Without the Commons, We Write Nothing

Last week, I finished the manuscript of a book (it will be called The Cult of Individualism: A History of an Enduring American Myth, in case anyone is interested, and it should appear in August). It is caught up in history and historicism, culture and commentary–in what other people have written. While writing, I was surrounded by piles of books, dog-eared, underlined, and lying open every which way.

In other words, I was acting like a typical writer.
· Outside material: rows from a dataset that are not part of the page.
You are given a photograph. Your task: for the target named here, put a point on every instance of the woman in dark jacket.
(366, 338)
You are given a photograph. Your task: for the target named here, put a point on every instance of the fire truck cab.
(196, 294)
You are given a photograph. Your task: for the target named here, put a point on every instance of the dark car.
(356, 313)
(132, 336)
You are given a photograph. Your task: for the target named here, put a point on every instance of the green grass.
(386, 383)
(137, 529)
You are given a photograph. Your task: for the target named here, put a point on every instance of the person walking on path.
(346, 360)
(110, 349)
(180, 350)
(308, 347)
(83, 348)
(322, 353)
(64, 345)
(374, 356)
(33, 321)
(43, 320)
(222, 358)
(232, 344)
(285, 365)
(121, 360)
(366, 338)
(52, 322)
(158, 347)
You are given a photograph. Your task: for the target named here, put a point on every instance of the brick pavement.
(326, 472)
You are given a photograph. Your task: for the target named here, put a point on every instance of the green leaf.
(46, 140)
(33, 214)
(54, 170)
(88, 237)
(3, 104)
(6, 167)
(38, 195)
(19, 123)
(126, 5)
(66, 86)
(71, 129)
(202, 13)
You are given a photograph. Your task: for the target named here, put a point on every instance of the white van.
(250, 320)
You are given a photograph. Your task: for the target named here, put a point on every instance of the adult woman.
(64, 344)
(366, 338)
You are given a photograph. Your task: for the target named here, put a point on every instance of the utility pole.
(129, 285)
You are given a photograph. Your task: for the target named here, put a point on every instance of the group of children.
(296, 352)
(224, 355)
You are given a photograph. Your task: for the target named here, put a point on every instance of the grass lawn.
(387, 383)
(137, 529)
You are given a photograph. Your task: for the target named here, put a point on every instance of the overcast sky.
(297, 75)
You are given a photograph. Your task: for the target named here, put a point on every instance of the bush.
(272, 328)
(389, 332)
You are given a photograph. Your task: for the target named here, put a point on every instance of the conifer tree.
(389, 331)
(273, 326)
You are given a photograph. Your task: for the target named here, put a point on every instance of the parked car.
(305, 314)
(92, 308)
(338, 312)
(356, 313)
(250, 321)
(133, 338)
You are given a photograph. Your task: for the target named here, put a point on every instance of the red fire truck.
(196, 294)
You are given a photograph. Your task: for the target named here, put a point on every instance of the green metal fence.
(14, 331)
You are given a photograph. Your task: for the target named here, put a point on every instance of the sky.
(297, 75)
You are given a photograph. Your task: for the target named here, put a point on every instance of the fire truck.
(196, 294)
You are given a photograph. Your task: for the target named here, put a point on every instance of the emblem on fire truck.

Which is why I was so tickled, this morning, to see Geoffrey O’Brien’s essay “We Are What We Quote” in today’s New York Times. Halfway through it, he has this gem:

Quotes are the actual fabric with which the mind weaves: internalizing them, but also turning them inside out, quarreling with them, adding to them, wandering through their architecture as if a single sentence were an expansible labyrinthine space.

The idea of “originality” ignores this reality: everything we say or think is, indeed, a quote or a reaction to a quote. Unless, that is, we see originality the way Ezra Pound meant when he wrote, “Make it new.” “It” already exists. The job of the writer or thinker is to make “it” new, not to create out of thin air. In his great The Anxiety of Influence, Harold Bloom argues that poets develop through imitation and then rebellion. I think it is so, generally.

This is why current copyright laws so depress me. They squeeze the commons, the things we can use as we create, down to almost nothing–and keep it there for a long time. Even “fair use” is parsimonious. Publishers don’t want to push its limits, so keep their writers well from the boundaries.

Real creativity depends on unbridled access to the works of the past–even of the very recent past. And all creators owe the past a great deal–nothing comes from them alone, after all, not even in fiction (we all us common languages, languages we did not create–even if we add to them). Why, then, should they profit from work that is not entirely theirs for so very long? The old idea of a 14-year copyright, renewable by the creator once, seems to me to be completely fair. There’s comparatively little profit in most works after that time, but a great deal to be gained by unlimited access by others.

O’Brien ends his essay with this:

Out of all that mixing, with luck, might come the rarest thing of all, a new thought or fresh insight that can take its place with all those other sentences, a quotation that waited until just this moment to declare itself.

We’ve forgotten that, in our corporate-driven legal structures concerning the ownership of intellectual property.

I hope we can start remembering again–and quoting freely.